On the road: Tipping the limit

By / 12 years ago / Comment / No Comments

If, like me, you have been led by sundry children’s motoring programmes to believe that, when it comes to practicality, flexibility and all-round indestructibility, the Toyota Hilux pick-up is the absolute bee’s knees then I am, sadly, about to wee on your firework.

Entirely won over by the threat of an endless supply of Desperate Dan pies, I recently succumbed to the missus’ request for a freezer in the outside shed. Not, you understand, the sort of chest freezer in which one might conceal an aged relative whose last words were: ‘What are doing with that hammer?’, but something of more modest size.

This, nonetheless, still necessitated what those in my family heading for the smallest room in the house (and old enough to remember the January sale advertising) know as a “Queensway” – a massive clearance.

Happily, said shed clear-out coincided with the presence on the drive of a spanking double-cab Hilux, into the flat bed of which I ruthlessly lobbed everything I could find that failed the six month test (use it or lose it); an old door, a disassembled cot, rafts of tired, sun-bleached plastic toys, dog-chewed booster seats, wok-sized spiders, enough diverse paint to turn the Titanic’s funnels psychedelic…

By the time my neighbours all got wind of my impending tip excursion, the hapless Hilux’s leaf springs were working harder than a longbow at Agincourt.
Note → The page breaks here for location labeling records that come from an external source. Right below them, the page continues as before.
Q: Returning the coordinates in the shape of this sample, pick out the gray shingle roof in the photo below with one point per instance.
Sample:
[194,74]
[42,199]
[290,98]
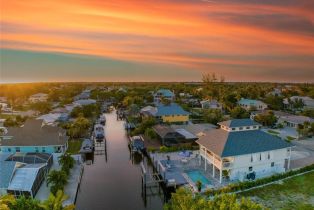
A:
[226,144]
[171,109]
[238,123]
[34,134]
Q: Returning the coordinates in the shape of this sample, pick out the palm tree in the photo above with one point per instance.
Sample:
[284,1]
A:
[54,202]
[57,179]
[67,162]
[26,203]
[6,201]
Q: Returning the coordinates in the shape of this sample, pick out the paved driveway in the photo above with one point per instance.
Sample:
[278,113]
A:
[302,154]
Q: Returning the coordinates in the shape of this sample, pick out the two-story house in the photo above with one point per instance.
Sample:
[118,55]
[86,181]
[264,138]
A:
[171,113]
[39,97]
[240,150]
[250,104]
[163,93]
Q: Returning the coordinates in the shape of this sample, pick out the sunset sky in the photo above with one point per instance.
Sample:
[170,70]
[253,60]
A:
[156,40]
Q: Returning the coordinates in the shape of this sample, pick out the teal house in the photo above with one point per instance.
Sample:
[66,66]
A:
[34,137]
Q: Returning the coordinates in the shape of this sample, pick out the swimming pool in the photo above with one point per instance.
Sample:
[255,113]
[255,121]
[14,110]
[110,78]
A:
[197,175]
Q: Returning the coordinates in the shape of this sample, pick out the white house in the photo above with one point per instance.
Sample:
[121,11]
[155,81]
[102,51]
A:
[307,102]
[84,102]
[5,107]
[163,93]
[241,150]
[252,104]
[294,120]
[39,97]
[211,104]
[276,92]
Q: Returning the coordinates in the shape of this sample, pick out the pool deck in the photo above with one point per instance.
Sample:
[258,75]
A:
[175,168]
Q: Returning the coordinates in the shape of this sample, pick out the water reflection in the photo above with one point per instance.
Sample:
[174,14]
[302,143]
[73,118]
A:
[113,181]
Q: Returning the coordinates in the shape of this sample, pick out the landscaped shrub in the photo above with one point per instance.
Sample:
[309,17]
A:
[249,184]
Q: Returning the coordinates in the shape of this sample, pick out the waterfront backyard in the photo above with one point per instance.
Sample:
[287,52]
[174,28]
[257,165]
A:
[113,181]
[293,193]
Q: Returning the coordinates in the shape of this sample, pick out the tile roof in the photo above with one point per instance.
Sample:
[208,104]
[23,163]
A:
[239,123]
[226,144]
[171,109]
[34,134]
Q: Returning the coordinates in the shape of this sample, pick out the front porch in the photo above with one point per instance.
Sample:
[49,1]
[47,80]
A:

Still, small price to pay for fulfilling the recycling needs of an entire lane.

Now, our local Mudfordshire “Household Waste Recycling Centre” used to be just an old stove’s throw away. Sadly, and just an unfortunate coincidence no doubt, the tip closed the instant our local MP became Prime Minister.
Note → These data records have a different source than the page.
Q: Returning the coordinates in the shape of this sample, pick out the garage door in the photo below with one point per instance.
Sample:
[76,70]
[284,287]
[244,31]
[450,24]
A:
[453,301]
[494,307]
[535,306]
Absurdly, its local replacement may never open. In a hilarious and all too predictable display of bureaucratic pomposity, incompetence and general snit, our local town and county councils cannot agree on the amount the latter should pay the former for access to the potential site.

As a result, my two nearest tips are both sufficiently distant to require the construction of a packed lunch. The nearer is actually in another county so, strictly speaking, is off limits to Mudfordshire residents. But it never came to that.

‘Sorry,’ came the cheery greeting as I pulled up. ‘You can’t bring that in here, it’s a commercial vehicle.’

‘No it isn’t,’ I spluttered. ‘It belongs to Toyota, and I borrowed it specifically to bring all this stuff to the tip. Besides, I know loads of people who own these because they so practical, flexib…’

‘That’s as maybe. But if you want to bring it in here you’ll have to apply for an annual permit.’

‘But it goes back tomorrow, and I’ll probably never see it again,’ I griped. ‘What good is an annual p…’

‘And that’s paint,’ came the riposte. ‘We don’t take paint. You’ll have to go to Leamington Spa and put it on a weighbridge. Might cost you a bit. Now, if you had an old freezer on that lot I could take it as general household waste.’

‘It is general household waste. And I’m getting rid of it to make way for a new freezer, for Christ’s sake.’

And so the morning wore amicably on. To accompany the flea in my ear, I was given a leaflet explaining that the new permit scheme was designed to tackle the “illegal disposal of trade waste” and “increase recycling”. Oh really? The only truth in the entire sorry tale is that the scheme is also “helping to reduce congestion”. Because unless you can fit that old Welsh dresser into a small family hatchback, you’re unlikely to be allowed anywhere near the site.

My point is this: why should car manufacturers spend a fortune on painstaking engineering advances to inch fuel consumption and emissions ever lower whilst numbskull bureaucrats simultaneously engineer ever longer, costlier and potentially fruitless journeys for those of us who merely wish to offload the occasional dead door?

No wonder so many owners of the suddenly surprisingly useless Toyota Hilux simply lob their household detritus into the nearest hedgerow.